FIG. 4 is a signal waveform diagram of each electrode according to the present invention.

FIG. 5 is a plan view of one pixel of a conventional thin film field effect transistor element array.

6 is a cross-sectional view taken along the line AA ′ of FIG.

FIG. 7 is a conventional equivalent circuit diagram for one pixel.

FIG. 8 is a waveform diagram of an input signal to each bus line.

FIG. 9 is a signal waveform diagram of a conventional N-th frame electrode.

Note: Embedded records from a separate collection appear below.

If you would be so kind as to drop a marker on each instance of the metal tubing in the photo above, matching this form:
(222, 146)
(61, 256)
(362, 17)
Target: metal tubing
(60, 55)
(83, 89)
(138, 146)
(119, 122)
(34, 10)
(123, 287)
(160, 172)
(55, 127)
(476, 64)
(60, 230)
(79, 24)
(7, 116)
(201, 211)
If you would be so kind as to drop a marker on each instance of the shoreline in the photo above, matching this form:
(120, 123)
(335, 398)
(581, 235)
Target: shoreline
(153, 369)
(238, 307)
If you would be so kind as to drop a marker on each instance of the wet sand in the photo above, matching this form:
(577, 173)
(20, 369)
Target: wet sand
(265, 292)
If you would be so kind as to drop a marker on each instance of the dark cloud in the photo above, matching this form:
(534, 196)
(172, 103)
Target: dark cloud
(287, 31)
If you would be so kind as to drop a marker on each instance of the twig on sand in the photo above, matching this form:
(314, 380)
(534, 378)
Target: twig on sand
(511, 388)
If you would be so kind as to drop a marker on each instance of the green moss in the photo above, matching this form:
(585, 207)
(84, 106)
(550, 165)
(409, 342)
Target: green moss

FIG. 10 is a signal waveform diagram of electrodes of the (N + 1) th frame.

[Explanation of symbols]

 1 Chrome Gate Bus Line 2 Chrome Drain Bus Line 3 Pixel Electrode 4 Chrome Common Bus Line 5 Storage Capacitance ITO Electrode 6 Shield Electrode 7 Contact Hole 8 First Insulating Film 9 Second Insulating Film 10 Glass Substrate 11 Surface Protecting Film 14 Thin Film Field effect transistor element (TFT) 19 Common electrode 20 Gate electrode signal 21 Nth frame drain electrode signal 22 N + 1 frame drain electrode signal 25 Gate signal 26 Drain signal 28a Chrome source electrode 28b Chrome gate electrode 28c Chrome drain electrode 29 Channel part

Claims (1)

Claim: What is claimed is: 1. A plurality of parallel gate bus lines and a plurality of parallel drain bus lines are formed orthogonal to each other on a translucent insulating substrate, and the intersections are formed in a matrix. A thin film field effect transistor is formed in each pixel portion surrounded by the gate bus line and the drain bus line, and a pixel electrode is connected to each thin film field effect transistor, and a storage capacitor electrode is formed. Is a thin film field effect transistor element array connected to a common bus line, a shield electrode is inserted at an intersection of the gate bus line and the drain bus line, and the shield electrode is connected to the common bus line. Thin film field-effect transistor element array of structure.